As crianças brincam, esquecidas de que não devem sujar as roupas antes da ceia. Primos e primas que nunca se veem, tratam-se como velhos amigos e os pais daqueles que tenham qualquer talento, por mínimo que seja, vão aproveitar qualquer chance que tiverem para tirar vantagem disso. E teremos as conhecidas piadas sem graça, as histórias dos natais passados.
A ceia, tradicionalmente, à meia-noite, está quase em desuso. Quem suportaria tanta gente em casa, por tanto tempo? O wi-fi não chega para todos, a casa está ainda mais quente e os assuntos das não chegam a envolver todo mundo. Então, come-se, bebe-se e todos vão se despendido. A excessão de um ou outro, que fica por ali, e consegue dormir, num sofá ou numa rede, sob a desculpa de que não tem transporte, ou que bebeu demais para dirigir, ou que as crianças já pegaram no sono.
Como não temos reis magos (cá entre nós, a gente ia aguentar esperar o janeiro para receber os presentes), apelamos para o velho Noel, que embora seja representado conforme nos EUA, chegou até nós pelos franceses (ainda bem, já pensou as piadinhas se tivéssemos pego direto dos ianques? Santa Claus?).
As crianças já acordam de manhã rasgando os embrulhos, sob o olhar inconformado dos que gostam de desembrulhar com cuidado para usar o papel de presente em outra ocasião. E brincam a valer com o que receberam. Alguns não chegam ao almoço de natal inteiros.
Mas tem um monte de criança que não teve Papai Noel, nem ceia, muito menos um lar. Coisas de uma sociedade desigual. Porque Natal deveria ser amor, compreensão comunidade. E acaba que cada vez mais tem sido consumo, ostentação e individualidade.
Mas, sigamos. Um menino pobre, nasceu na Palestina, já faz milênios. Viveu pelas periferias, fez bicos com a família.
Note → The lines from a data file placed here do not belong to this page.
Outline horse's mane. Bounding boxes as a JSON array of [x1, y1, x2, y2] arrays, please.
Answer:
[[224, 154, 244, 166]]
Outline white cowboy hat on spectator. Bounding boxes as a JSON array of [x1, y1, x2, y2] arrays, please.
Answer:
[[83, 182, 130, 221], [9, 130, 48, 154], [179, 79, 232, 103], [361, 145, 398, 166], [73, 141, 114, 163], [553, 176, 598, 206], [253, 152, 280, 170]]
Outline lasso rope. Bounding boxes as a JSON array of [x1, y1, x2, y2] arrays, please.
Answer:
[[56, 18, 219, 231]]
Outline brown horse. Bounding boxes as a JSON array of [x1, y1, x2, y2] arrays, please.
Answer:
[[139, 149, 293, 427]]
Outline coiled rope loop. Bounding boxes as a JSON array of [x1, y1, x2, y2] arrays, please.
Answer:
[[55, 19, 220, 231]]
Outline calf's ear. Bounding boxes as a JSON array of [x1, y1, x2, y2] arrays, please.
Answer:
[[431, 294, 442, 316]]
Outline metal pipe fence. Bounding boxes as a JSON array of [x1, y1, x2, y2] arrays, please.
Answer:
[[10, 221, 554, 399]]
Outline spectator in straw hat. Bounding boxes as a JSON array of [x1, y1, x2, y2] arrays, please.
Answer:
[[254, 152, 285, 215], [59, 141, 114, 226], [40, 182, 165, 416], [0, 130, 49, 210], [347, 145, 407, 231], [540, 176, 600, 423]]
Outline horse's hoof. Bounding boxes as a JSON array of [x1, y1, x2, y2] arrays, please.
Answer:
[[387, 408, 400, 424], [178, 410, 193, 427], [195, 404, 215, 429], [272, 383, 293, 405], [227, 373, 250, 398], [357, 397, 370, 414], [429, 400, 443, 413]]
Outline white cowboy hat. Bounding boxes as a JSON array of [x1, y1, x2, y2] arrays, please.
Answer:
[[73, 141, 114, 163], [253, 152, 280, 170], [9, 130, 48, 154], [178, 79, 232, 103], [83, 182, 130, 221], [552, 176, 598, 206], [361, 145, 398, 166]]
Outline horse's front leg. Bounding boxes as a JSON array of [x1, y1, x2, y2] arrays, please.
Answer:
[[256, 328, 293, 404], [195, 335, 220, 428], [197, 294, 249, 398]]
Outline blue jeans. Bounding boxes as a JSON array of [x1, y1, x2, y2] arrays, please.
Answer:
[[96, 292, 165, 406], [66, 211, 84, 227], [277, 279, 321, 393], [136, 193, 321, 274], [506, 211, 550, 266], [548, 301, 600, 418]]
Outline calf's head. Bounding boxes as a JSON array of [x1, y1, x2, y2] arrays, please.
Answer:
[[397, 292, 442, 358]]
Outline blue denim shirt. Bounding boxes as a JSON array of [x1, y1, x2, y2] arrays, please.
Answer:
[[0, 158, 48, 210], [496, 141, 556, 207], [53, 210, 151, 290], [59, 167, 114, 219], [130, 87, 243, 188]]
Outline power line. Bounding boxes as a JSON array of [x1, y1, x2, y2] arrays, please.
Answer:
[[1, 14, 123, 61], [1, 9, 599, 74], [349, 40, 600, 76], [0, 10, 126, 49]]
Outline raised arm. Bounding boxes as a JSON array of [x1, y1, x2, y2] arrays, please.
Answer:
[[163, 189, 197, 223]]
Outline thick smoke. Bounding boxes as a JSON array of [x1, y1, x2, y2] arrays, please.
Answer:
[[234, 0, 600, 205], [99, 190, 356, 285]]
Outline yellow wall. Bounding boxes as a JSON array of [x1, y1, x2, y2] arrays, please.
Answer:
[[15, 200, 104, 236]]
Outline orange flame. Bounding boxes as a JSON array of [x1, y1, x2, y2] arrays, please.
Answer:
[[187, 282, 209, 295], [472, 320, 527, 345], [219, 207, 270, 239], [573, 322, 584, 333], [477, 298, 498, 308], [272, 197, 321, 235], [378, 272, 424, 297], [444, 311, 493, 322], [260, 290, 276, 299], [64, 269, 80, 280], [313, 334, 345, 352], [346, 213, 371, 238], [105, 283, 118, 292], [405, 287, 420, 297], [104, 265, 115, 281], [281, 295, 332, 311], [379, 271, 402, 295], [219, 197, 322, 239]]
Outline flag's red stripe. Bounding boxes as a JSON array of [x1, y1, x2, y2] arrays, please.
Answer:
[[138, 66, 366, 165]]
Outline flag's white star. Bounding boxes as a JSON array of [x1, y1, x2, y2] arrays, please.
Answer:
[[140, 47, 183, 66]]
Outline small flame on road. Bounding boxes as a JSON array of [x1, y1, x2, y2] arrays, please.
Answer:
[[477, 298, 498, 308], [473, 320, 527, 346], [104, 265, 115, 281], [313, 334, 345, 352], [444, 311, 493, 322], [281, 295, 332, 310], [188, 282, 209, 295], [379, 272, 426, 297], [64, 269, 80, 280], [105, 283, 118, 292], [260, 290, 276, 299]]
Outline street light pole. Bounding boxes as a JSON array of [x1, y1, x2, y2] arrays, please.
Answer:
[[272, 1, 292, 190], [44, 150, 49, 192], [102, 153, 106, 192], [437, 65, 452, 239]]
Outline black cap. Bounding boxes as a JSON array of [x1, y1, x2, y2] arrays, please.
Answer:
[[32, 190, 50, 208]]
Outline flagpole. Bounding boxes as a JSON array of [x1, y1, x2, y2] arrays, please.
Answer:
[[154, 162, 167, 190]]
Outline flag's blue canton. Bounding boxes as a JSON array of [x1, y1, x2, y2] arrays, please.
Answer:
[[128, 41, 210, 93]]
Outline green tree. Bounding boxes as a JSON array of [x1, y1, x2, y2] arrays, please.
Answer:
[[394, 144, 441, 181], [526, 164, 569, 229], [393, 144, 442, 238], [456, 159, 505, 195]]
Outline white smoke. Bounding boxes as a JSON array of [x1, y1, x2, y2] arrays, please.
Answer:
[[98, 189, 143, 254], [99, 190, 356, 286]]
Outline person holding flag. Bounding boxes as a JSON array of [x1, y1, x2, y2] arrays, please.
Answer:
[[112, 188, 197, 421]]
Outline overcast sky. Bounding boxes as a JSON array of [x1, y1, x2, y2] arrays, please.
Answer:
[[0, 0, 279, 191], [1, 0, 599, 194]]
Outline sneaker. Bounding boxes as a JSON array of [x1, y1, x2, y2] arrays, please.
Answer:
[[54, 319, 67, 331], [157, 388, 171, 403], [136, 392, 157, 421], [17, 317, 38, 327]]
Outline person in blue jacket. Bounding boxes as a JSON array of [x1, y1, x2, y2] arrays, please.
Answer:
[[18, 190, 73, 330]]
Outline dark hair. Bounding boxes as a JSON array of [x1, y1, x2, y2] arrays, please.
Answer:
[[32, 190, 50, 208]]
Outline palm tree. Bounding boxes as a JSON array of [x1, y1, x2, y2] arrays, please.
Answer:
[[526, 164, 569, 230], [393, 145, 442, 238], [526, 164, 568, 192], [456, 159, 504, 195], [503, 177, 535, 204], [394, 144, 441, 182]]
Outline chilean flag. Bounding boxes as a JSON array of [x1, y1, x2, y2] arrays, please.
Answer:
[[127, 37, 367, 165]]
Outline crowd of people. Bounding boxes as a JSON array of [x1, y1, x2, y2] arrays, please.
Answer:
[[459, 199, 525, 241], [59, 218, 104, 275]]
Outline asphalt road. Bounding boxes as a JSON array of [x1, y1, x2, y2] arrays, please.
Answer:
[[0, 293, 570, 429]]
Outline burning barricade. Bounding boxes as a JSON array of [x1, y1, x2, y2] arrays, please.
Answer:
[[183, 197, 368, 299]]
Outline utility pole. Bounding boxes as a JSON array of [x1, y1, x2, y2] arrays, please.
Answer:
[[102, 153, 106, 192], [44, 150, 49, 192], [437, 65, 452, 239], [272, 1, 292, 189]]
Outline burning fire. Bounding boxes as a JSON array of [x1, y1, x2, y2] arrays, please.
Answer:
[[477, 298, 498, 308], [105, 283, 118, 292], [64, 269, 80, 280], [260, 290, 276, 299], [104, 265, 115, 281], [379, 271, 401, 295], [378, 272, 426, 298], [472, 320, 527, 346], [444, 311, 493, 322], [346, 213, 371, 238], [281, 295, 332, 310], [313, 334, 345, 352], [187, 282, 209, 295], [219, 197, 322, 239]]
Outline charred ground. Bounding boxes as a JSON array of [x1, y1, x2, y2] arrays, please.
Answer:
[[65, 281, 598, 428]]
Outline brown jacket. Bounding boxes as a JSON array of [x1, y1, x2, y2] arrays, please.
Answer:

E quando cresceu, saiu pelo mundo falando de amor, igualdade e fraternidade, no meio de bêbados, prostitutas e outros pecadores. Cidadão de bem virava a cara para ele. Foi perseguido, preso, recebeu julgamento apressado e condenado sem provas. Este Jesus, sem coroa, sem cetro, pobre como a maioria de nós, o Jesus de Nazaré, de mãos calejadas e que gostava de contar histórias, enquanto convivia com os amigos, em comunidade, é bem mais apropriado, para nós brasileiros que o bebê da manjedoura de Belém. Acordemos para isso. E quem sabe o nosso natal será bem mais justo. Menos desigual. Cheio de sentido. Um verdadeiro Natal.